Om Irak binnen te vallen, vroeg en kreeg president George W. Bush toestemming van het Congres om geweld te gebruiken. Hij vroeg en kreeg machtigingsresoluties van de Verenigde Naties. Hij bouwde een militaire coalitie die niet alleen het Verenigd Koninkrijk omvatte, maar ook vele andere bondgenoten, met name Australië, Polen en Spanje. Amerikaanse bondgenoten die tegen het besluit waren om geweld te gebruiken – met name Duitsland en Canada – zegden niettemin naoorlogse hulp toe aan een Irak na Saddam. Bush mobiliseerde ook de binnenlandse publieke opinie achter zich. Meer dan de helft van de Amerikanen keurde de beslissing goed in de maanden voorafgaand aan de oorlog, een aantal dat steeg tot tweederde aan de vooravond van het conflict, en driekwart bereikte de dag nadat de vijandelijkheden begonnen. Vooraanstaande Democraten in het Congres, waaronder de toekomstige presidentskandidaten John Kerry en Hillary Clinton, stemden voor de inspanning.

Niets van dit alles was voldoende om succes te boeken. Maar het was allemaal veel meer dan er is gedaan om zich voor te bereiden op een conflict met Iran in 2019.

Lees: De vele manieren waarop Iran de Verenigde Staten zou kunnen aanvallen

Trump heeft geen enkele wettelijke bevoegdheid om oorlog te voeren tegen Iran – niet van het Congres, niet van de VN. Hij heeft geen bondgenoten, en heeft in feite handelsstraffen opgelegd aan de Europese Unie, Canada, Mexico, Zuid-Korea en vele anderen, boven op het escalerende handelsconflict met China. Amerika’s militair meest capabele bondgenoot, het Verenigd Koninkrijk, is verlamd door het Brexit-proces, waarvan Trump alles in het werk stelde om het vooruit te stuwen.

De vermeende provocaties door Iran die door bronnen in de regering worden aangehaald als reden voor een reactie van de VS zien er kleinzielig uit, zelfs als ervan wordt uitgegaan dat ze echt door Iran worden gedaan.

Iran is een formidabele staat, de thuisbasis van een grote beschaving.
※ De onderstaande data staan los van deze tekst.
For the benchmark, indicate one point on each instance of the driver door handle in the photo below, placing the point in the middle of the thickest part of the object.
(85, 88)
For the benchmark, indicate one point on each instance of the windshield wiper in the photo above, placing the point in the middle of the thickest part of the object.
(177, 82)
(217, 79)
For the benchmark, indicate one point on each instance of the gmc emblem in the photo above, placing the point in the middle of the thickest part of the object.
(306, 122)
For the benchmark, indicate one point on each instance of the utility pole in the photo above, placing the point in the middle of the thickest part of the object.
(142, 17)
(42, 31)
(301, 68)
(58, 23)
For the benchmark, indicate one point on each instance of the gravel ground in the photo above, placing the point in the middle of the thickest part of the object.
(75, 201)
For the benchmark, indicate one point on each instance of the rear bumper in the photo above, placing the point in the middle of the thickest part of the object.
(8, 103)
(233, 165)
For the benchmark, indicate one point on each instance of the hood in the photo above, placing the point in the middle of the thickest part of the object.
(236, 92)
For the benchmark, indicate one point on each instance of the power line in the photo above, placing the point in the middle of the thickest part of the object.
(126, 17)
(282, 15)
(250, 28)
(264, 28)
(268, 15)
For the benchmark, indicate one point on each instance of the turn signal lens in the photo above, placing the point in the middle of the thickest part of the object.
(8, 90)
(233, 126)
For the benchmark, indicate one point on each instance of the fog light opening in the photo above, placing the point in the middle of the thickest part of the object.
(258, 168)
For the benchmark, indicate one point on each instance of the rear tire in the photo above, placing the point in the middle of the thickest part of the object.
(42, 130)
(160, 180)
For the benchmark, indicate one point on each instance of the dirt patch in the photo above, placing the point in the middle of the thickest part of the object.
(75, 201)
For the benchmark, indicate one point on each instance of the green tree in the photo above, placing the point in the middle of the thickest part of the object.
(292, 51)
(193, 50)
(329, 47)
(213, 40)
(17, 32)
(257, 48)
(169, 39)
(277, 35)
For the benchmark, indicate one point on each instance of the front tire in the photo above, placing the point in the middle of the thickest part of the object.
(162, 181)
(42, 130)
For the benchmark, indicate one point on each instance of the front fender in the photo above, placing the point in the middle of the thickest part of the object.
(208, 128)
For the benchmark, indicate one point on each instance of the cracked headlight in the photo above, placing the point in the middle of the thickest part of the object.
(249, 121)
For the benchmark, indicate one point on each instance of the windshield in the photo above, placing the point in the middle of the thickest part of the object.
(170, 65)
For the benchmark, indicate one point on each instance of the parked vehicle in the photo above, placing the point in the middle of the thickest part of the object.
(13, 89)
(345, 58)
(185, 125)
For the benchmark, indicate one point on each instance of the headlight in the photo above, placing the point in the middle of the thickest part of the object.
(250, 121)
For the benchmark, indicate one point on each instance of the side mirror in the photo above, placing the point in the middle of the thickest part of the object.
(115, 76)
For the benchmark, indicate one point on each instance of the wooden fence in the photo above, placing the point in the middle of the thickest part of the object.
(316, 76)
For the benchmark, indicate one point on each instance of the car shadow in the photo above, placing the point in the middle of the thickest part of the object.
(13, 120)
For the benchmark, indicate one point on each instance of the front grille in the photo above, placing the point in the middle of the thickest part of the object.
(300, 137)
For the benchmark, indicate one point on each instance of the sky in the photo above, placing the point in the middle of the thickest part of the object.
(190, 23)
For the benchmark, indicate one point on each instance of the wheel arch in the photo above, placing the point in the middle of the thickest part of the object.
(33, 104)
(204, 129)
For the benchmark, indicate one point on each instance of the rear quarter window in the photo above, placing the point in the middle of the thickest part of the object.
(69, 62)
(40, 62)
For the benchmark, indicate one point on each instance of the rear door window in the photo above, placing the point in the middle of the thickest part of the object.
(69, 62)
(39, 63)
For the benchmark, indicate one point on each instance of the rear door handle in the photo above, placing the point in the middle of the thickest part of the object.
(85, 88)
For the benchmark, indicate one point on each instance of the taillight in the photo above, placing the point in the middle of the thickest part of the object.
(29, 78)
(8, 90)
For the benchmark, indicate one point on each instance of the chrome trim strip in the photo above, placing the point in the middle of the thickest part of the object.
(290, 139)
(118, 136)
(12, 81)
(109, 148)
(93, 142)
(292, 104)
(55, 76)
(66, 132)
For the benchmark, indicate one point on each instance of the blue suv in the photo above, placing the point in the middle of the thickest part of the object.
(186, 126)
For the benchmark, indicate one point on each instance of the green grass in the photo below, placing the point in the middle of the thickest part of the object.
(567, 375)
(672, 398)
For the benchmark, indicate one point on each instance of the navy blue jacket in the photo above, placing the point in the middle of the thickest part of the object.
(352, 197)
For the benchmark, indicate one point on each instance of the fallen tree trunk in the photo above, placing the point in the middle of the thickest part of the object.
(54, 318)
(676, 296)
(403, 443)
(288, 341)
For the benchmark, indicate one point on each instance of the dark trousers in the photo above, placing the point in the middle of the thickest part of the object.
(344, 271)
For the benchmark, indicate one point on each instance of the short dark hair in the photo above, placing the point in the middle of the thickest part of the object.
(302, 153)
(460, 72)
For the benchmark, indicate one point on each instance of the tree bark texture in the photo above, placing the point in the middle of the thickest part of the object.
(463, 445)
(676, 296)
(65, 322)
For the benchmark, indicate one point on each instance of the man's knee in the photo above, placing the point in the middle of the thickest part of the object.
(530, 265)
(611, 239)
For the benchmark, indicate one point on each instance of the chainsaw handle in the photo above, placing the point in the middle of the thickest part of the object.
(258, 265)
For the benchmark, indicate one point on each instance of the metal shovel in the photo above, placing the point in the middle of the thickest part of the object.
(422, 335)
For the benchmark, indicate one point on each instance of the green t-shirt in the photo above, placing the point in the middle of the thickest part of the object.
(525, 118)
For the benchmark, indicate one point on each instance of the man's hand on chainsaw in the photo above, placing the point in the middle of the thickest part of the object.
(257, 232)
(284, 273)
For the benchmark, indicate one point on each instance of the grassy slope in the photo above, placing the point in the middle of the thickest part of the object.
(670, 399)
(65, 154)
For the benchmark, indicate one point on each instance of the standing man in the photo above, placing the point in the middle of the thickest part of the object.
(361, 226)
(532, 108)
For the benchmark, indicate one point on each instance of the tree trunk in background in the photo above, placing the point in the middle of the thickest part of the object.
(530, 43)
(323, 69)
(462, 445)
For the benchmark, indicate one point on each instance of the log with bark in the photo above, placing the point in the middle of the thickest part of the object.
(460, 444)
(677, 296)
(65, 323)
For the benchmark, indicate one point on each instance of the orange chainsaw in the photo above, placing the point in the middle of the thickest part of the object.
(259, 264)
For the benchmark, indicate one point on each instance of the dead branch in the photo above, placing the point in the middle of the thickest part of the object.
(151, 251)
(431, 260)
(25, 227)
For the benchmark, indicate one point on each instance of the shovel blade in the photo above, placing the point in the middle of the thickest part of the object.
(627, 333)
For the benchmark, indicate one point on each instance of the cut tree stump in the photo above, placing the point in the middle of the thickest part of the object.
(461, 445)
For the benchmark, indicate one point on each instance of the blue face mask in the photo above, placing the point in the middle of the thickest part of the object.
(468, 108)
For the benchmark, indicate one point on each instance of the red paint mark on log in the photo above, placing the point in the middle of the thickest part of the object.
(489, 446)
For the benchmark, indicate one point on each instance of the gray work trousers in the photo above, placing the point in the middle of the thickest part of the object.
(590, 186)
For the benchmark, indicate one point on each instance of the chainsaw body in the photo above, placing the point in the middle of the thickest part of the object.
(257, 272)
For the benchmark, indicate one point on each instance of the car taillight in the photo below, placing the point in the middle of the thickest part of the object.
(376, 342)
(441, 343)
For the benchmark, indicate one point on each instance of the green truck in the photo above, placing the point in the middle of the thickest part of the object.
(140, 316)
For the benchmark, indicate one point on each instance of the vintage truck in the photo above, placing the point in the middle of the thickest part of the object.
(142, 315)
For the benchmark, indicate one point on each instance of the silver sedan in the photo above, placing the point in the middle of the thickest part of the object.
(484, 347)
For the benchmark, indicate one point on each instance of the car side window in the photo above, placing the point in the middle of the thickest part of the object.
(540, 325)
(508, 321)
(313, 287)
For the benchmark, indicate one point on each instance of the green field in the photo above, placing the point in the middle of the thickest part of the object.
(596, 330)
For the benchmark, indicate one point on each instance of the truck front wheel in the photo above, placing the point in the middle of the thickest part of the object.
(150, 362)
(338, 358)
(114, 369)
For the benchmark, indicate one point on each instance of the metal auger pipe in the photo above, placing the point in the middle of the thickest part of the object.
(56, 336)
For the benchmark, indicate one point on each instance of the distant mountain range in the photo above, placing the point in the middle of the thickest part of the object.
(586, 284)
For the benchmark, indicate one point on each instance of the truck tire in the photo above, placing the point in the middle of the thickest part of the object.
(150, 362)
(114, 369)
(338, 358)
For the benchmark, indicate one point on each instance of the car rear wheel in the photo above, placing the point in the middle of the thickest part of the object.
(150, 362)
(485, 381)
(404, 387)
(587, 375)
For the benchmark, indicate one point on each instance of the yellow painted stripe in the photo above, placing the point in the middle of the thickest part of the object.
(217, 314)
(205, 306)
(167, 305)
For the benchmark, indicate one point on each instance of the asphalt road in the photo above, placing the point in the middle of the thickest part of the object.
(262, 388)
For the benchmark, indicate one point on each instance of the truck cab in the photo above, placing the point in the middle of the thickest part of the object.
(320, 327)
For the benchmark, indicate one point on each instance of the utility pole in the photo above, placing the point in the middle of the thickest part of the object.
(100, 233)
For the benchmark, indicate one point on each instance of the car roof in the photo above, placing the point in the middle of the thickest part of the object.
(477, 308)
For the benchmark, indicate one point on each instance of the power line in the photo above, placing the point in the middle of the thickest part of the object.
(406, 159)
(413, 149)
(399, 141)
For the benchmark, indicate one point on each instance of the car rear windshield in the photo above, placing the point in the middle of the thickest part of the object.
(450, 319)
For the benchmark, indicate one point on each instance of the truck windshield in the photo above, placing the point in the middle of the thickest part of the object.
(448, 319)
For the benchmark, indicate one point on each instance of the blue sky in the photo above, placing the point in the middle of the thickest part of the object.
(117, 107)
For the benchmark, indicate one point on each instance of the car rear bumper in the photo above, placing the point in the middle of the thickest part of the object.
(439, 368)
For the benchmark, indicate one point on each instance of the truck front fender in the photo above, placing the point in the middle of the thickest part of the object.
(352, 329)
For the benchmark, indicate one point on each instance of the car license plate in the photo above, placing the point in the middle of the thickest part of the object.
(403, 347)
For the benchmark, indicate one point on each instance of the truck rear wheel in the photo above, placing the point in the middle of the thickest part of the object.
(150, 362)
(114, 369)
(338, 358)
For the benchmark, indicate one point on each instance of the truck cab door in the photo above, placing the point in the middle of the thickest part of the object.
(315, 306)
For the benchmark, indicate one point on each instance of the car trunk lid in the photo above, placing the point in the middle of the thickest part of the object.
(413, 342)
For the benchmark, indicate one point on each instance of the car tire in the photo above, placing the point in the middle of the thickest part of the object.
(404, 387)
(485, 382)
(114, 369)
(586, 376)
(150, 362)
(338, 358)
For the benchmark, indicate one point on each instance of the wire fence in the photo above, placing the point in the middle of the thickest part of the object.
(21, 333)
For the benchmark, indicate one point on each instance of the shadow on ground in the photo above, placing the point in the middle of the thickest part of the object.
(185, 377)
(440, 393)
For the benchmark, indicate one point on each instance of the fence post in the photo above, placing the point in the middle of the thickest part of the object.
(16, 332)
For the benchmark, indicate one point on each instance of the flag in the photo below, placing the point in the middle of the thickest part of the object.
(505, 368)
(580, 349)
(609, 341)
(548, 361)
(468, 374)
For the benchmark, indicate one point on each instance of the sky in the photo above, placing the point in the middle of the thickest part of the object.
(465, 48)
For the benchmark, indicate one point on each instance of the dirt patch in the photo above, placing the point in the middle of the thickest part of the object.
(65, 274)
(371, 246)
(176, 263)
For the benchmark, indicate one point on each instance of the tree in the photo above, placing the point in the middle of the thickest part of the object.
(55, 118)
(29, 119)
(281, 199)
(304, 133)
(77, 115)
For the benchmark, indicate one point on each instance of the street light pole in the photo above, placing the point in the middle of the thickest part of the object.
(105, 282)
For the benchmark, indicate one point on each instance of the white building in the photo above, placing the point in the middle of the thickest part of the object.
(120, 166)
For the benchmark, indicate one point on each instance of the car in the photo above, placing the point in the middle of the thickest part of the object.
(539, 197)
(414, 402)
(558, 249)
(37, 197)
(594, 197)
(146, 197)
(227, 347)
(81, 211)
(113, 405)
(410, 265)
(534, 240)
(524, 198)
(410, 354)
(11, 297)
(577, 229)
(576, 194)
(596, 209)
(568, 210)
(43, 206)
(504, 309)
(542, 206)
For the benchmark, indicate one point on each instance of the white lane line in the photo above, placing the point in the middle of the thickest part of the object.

En hoewel het Iraanse regime nog meer regionale vijanden heeft gekregen dan Irak in 2003, vallen zijn belangen ook samen met die van andere grootmachten, vooral met die van Rusland, op een wijze die Irak nooit heeft gekend. Maar er is geen bewijs dat Iraniërs een militaire actie van buitenlanders tegen hun steden en militairen zouden toejuichen. Het regime kan, wanneer het dat wil, steunbetuigingen en deelname mobiliseren. Het regeert door onderdrukking, niet door terreur. Het regime heeft blijk gegeven van een wereldwijd bereik, door terreuraanslagen in Europa en Argentinië te sponsoren. Amerikaanse functionarissen hebben beweerd dat Iran in 2011 zelfs een moordaanslag heeft beraamd op de Saoedische ambassadeur in Washington. Als de VS een chirurgische luchtaanval willen uitvoeren, heeft Iran bewezen dat het wraak kan nemen op Amerikaanse bondgenoten. En als de regering-Trump van plan is een regelrechte regimeverandering door te voeren, heeft zij duidelijk geen van de vereiste planning gedaan.